The final writing assignment will be a thesis-driven research essay. You have written two close-reading essays that worked with evidence gathering and interpretation. The goal now is to put those skills in the service of a thesis, and then have that thesis engage with one secondary source.
You can choose any text from our syllabus to write about, and you can incorporate any writings (close reading essays or short close readings) you have already done into your essay.
The main difference between this essay and the close readings is the thesis. Your essay should have an argument, and that argument should be both arguable–someone should plausibly be able to disagree with it–and it should be provable by the evidence of the text itself. As you might have practiced in Comp, a great way to get to a thesis is by posing a genuine question to the text.
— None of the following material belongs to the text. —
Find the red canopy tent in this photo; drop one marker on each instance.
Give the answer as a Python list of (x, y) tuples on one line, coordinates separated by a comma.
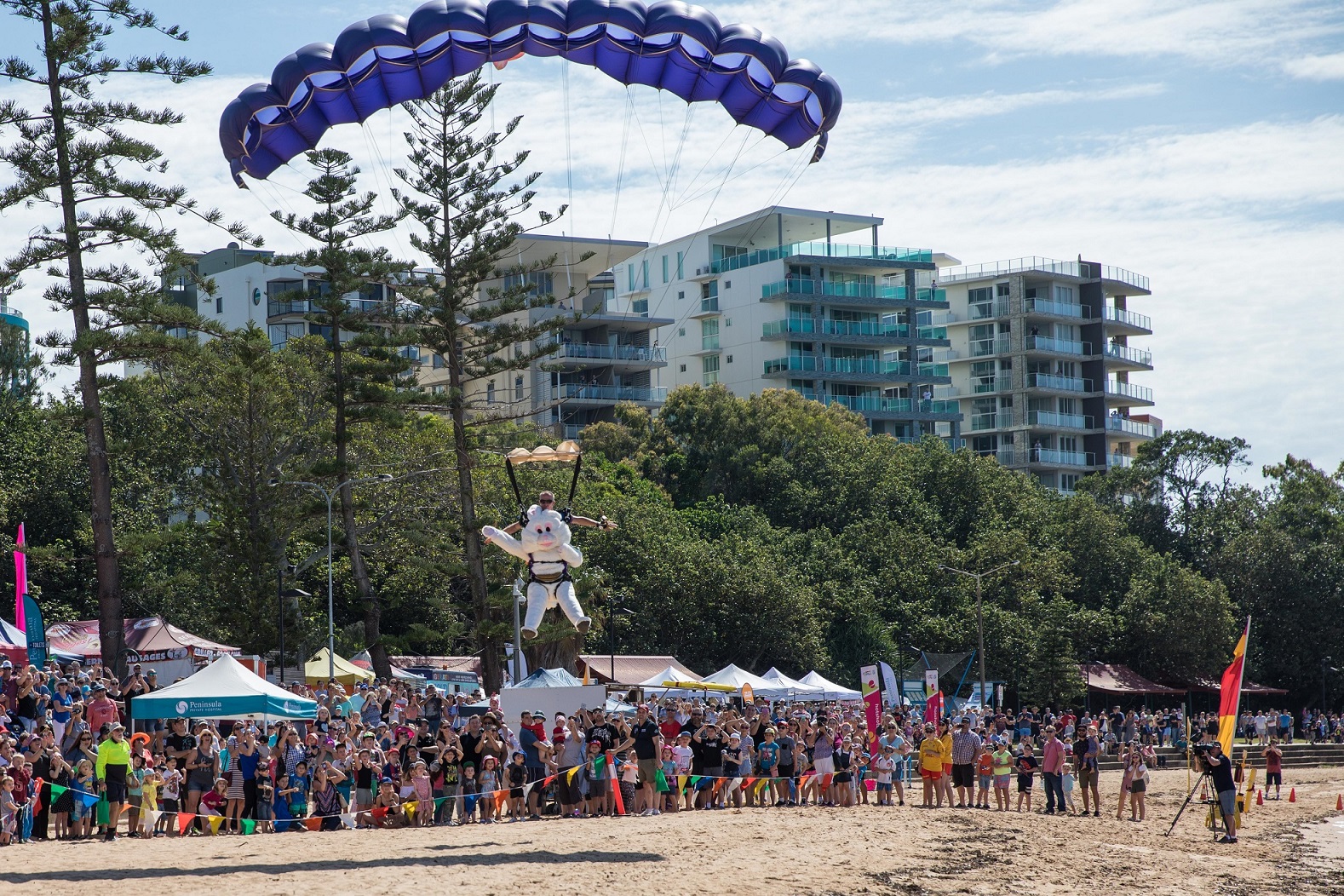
[(172, 652)]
If you ask a question to which you truly do not know the answer , you will have an easier time crafting a persuasive and compelling thesis.
Every paragraph of your essay should advance the thesis in some way. Do your best to give the reader a clear claim statement for each paragraph. Back up each claim with textual evidence: quote frequently, and always interpret your quotes. Don’t assume your reader sees what you see in the quote–that’s what you are there for, to persuade the reader.
Your essay should also engage with one peer-reviewed, secondary source. I would recommend using YU Find and filter by “Peer Reviewed” and “Academic Journals.” This will guarantee quality and accessible sources.
As a rule of thumb, your reader has read the primary source but not the secondary. Thus they won’t need much refreshing on the poem, novel or play you are considering, but do need a full introduction to the scholarly article. Imagine another student from class reading your essay, who has read the primary source but is entirely new to the secondary. You must give the reader the basics before you start quoting: provide author and article title, and then a brief summary of the article’s main points. Only then can you begin to engage with the source–by quoting or paraphrasing–as only then will the source make any sense for the reader.
Even though this is a research essay, the thesis is yours, so you’re not synthesizing other work–think of the root of that word–but rather advancing your own thesis. In other words, don’t just report back on what someone else thinks: show how your ideas engage with, depend upon, differ from, or qualify their thesis.
The essay should be 5 pages, plus a Works Cited page, in MLA format.
Writings we have done in class include-
Mrs. Dalloway by Virginia Woolf
Things fall apart by Chinua Achebe
I can include my close readings if needed.
it doesn’t need to be so advanced it can be simple but it needs to meet the requirements.